Despite having resided in the boonies for over a year, Lacey appears to be anything but a farm girl. Her bone-straight weave and posh sartorial style give the impression that the role was either miscast or Perry never thought to “unpretty” Ms. Sumpter to fit the setting.

The (melo)drama unfolds when outside corporate funds are injected into the small town to save the annual Christmas Jubilee. Straight from the headlines of Fox and Friends, a war on Christmas erupts when the angel financiers pull the wool over the townspeople’s eyes in an attempt to transform their deeply religious fest into a generic holiday party.

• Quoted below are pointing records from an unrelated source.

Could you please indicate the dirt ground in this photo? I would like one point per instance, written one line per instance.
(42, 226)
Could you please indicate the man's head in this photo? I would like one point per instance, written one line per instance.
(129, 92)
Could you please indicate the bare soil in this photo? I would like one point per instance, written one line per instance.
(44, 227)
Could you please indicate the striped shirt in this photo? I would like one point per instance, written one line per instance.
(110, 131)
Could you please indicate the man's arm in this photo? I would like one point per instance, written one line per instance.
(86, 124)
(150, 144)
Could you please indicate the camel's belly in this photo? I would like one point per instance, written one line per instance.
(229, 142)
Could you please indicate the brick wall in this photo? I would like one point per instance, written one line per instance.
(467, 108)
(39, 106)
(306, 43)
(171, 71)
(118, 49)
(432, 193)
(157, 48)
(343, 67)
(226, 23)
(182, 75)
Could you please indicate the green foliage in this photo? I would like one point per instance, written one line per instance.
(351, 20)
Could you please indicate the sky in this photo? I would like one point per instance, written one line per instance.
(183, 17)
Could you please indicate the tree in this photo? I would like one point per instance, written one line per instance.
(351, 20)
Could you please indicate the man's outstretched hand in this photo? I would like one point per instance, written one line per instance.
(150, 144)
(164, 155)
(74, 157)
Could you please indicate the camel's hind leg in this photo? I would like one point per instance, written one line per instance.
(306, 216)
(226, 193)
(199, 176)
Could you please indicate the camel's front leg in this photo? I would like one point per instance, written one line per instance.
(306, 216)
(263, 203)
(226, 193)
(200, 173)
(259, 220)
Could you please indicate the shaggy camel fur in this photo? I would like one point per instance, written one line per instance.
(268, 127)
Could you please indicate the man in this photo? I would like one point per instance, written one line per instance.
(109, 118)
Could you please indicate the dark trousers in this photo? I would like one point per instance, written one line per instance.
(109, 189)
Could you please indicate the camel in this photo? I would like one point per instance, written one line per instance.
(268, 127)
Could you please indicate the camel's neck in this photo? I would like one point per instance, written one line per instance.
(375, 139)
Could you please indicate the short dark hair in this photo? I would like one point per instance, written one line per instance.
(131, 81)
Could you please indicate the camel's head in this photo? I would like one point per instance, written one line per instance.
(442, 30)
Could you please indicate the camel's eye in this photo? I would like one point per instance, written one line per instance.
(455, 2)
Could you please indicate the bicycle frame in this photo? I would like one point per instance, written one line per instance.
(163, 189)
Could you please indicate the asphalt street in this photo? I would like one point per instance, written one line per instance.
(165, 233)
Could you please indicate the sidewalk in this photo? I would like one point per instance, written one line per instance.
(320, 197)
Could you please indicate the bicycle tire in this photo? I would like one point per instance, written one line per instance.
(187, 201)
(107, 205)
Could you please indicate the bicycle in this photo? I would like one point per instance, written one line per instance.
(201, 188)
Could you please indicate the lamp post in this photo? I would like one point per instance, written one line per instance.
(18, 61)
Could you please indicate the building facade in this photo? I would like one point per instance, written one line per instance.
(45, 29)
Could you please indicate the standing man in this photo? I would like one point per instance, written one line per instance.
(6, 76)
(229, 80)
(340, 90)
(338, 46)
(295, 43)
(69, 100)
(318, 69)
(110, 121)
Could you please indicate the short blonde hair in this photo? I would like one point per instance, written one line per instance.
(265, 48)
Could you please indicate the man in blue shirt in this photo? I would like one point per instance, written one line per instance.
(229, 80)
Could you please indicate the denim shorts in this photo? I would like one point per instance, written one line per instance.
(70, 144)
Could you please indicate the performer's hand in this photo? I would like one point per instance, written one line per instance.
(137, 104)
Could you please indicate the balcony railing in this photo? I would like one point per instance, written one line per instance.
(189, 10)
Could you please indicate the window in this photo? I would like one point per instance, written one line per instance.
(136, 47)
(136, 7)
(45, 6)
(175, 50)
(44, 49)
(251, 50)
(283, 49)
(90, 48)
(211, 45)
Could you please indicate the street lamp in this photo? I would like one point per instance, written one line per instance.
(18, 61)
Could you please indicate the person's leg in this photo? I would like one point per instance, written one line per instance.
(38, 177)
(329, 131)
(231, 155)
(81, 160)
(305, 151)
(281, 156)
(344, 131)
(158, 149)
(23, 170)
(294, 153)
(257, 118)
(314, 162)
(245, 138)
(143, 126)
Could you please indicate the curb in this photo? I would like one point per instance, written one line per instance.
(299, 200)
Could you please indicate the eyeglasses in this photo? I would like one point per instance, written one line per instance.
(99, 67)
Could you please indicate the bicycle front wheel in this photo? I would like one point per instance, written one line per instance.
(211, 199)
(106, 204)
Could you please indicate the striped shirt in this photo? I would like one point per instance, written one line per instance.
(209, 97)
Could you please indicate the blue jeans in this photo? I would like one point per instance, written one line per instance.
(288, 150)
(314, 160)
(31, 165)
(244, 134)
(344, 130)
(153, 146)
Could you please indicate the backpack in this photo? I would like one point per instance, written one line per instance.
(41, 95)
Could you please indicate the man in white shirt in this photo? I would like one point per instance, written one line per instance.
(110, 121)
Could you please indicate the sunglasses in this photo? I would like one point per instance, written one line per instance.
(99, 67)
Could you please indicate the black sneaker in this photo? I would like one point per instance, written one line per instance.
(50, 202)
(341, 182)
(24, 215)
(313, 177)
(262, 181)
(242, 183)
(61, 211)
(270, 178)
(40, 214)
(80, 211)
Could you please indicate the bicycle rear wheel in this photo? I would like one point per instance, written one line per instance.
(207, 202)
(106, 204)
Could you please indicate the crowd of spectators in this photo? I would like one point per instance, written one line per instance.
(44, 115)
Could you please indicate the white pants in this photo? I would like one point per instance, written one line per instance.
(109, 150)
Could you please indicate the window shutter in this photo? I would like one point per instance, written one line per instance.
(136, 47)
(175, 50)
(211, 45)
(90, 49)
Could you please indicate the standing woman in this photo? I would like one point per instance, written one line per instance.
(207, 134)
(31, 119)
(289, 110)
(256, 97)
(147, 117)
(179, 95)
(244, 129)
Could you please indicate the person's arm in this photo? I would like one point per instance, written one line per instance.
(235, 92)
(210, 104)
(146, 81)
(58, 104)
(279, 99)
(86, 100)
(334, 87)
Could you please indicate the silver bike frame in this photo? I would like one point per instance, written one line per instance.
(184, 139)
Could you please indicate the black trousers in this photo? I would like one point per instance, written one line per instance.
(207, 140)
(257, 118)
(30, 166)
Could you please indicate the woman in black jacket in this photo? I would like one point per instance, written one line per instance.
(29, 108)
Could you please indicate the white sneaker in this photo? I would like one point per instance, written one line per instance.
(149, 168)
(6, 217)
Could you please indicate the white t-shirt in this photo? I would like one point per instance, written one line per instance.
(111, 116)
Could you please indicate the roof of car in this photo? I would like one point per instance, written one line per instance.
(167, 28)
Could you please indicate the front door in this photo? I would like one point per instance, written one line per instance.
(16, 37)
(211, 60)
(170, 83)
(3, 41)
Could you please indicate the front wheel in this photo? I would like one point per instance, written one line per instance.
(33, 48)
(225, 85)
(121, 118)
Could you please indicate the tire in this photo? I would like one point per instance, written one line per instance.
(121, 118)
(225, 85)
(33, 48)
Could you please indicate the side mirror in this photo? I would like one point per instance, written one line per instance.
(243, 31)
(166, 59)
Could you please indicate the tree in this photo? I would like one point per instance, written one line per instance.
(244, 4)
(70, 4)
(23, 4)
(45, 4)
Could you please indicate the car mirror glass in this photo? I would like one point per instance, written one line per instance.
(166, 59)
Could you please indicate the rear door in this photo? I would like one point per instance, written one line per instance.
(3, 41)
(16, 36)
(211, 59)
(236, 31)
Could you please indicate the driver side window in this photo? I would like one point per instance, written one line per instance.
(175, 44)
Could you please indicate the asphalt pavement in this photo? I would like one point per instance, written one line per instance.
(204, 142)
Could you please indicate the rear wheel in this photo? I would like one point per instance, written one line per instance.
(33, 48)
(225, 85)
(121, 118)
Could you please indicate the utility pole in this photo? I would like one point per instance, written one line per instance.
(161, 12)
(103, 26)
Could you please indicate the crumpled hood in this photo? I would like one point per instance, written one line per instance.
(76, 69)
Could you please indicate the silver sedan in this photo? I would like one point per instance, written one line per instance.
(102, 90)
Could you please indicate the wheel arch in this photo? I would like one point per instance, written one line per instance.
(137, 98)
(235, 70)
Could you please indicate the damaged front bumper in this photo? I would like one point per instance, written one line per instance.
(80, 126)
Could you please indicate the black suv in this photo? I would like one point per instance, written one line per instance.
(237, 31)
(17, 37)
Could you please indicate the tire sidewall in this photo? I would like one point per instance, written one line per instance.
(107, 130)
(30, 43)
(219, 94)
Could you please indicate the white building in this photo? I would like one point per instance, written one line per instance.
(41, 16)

In another plot, Eileen learns the true relationship between Lacey and Connor, who Eileen presumed to be the help on her daughter’s ranch.

In response, Eileen throws a nonsensical tantrum, sitting out in the cold to wait for a taxi that was never summoned. A routinely outspoken woman, Eileen has no words for a daughter who dabbles outside of her race.

Perry borrows a scene from Paul Haggis’s Crash (2004)—rescuing a bigot from a capsized, combustible automobile—to overturn Eileen’s preconceived notions.

Essentially, she learns (as is ostensibly the American way) that choosing potential partners is the opposite of sorting laundry. Put blacks with whites, browns, reds, yellows–and vice versa. Colors can mix and match fluidly.

In this respect, A Madea Christmas is grossly misleading. The trailers, the posters, and most glaringly, the title, would have you believe that the movie would be centered on Madea and her wacky version of an Atlanta Christmas.

But instead, we are cajoled into 100 minutes of wavering southern accents and colorblind corn.